Ken still seems to think that I would vote for Trump if I didn't vote for Johnson. I admit that I briefly considered voting for Trump right after he won the Republican nomination, but Ken talked me out of it. My rationale was that, since Trump wasn't going to win, a vote for him would just be a protest vote. Ken pointed out that, while a vote for Trump would indeed be a vote against Hillary, it would also be a vote for Trump. About the same time, I read something in our local paper by a syndicated columnist who argued that the old "lesser of two evils" concept doesn't apply here because both Trump and Hillary are equally evil, they're just two different kinds of evil. Then I looked up who the Libertarians were offering this year and decided that he was the lesser of three evils, so now I'm going to vote for him. I still wish I could vote for "none of the above", which is kind of what I'm doing when I vote for Johnson. It's still just a protest vote but, this way, I get two protests for the price of one.
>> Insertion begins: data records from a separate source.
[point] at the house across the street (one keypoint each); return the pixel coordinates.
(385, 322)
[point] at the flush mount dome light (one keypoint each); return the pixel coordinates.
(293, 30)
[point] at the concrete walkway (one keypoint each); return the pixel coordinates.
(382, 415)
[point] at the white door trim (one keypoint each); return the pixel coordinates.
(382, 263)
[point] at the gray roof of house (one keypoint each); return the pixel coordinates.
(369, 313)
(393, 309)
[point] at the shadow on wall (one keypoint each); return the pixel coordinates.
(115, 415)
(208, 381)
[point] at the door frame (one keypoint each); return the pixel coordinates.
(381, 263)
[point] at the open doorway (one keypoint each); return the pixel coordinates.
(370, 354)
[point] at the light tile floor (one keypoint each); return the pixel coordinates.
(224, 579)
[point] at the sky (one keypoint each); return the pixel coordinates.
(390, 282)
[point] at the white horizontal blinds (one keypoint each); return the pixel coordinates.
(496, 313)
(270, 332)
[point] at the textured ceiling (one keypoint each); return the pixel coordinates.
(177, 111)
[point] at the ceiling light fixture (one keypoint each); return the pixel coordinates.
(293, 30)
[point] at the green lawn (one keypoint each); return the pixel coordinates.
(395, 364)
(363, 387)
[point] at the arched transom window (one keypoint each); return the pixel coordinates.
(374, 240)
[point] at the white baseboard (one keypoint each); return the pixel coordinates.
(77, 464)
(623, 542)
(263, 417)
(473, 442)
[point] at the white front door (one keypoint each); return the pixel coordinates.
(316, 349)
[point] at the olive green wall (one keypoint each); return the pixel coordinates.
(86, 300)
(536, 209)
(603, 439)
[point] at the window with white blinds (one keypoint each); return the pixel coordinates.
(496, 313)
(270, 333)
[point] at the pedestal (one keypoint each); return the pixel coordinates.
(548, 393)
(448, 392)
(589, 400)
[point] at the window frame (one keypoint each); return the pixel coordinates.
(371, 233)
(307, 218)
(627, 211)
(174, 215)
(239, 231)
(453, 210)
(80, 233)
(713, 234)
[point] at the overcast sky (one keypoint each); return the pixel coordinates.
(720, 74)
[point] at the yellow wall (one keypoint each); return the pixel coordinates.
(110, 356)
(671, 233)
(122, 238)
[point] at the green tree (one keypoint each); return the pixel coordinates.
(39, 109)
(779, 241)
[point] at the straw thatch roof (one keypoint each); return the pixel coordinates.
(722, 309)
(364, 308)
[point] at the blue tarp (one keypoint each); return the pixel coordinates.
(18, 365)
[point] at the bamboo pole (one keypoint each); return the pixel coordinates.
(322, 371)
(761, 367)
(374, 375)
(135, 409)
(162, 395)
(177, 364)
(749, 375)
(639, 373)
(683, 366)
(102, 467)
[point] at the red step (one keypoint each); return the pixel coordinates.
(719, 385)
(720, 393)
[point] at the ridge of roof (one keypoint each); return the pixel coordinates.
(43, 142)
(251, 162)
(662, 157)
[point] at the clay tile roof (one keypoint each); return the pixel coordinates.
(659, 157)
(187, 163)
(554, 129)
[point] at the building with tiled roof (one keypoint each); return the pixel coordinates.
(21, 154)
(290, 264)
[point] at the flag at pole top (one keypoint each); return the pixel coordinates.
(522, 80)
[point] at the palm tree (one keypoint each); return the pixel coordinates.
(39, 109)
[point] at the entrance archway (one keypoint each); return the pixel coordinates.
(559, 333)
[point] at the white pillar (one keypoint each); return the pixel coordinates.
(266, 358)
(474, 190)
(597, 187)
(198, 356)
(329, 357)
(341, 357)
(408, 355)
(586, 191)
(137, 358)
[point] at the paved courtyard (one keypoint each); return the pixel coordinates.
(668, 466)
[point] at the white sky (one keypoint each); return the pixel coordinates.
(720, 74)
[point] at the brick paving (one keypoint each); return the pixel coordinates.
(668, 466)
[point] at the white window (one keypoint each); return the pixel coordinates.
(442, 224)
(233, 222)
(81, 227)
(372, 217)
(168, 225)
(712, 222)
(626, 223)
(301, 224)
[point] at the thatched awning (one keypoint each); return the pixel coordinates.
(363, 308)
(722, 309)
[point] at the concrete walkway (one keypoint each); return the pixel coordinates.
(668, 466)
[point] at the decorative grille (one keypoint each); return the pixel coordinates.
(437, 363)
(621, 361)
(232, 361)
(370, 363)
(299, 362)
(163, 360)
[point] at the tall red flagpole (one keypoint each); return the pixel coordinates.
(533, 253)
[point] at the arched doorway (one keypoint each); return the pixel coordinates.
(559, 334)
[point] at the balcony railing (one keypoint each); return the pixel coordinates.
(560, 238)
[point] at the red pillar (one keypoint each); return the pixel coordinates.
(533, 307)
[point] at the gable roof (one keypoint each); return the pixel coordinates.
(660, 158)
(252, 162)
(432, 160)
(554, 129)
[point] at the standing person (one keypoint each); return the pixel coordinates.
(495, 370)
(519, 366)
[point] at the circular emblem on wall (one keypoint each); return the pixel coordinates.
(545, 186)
I've got nothing against the Theory of Relativity, but I don't think it has anything to do with the atomic bomb. The atomic bomb is about converting matter into energy as expressed in the formula E=MC2, while relativity leads us into the warping of space/time and returning from a trip before you left, or something like that. Actually, you don't need relativity to travel forward or backward in time. All you need to do is step over the border between two time zones, although that will only gain or lose you an hour. If you did it on the International Date Line, you would gain or lose a whole day. I wonder if you went round and round the world so fast that you crossed the date line numerous times, would you keep gaining or losing a day each time? I seem to remember that Superman did something like that, but that was just a movie. Still, it's worth looking into, somebody should get working on that.
Last I heard, Topeka was in Kansas. It's Toledo, that was supposed to be in Michigan but ended up in Ohio. Too bad they didn't take Detroit and Flint as well. Michigan got the Upper Peninsula, which was supposed to be in Wisconsin, as a consolation prize. I don't think Wisconsin got anything out of the deal but screwed.
I don't see why a river couldn't split into two forks and both forks have rapids somewhere down the line. One branch might carry more water than the other, but that doesn't mean the smaller branch has to dry right up.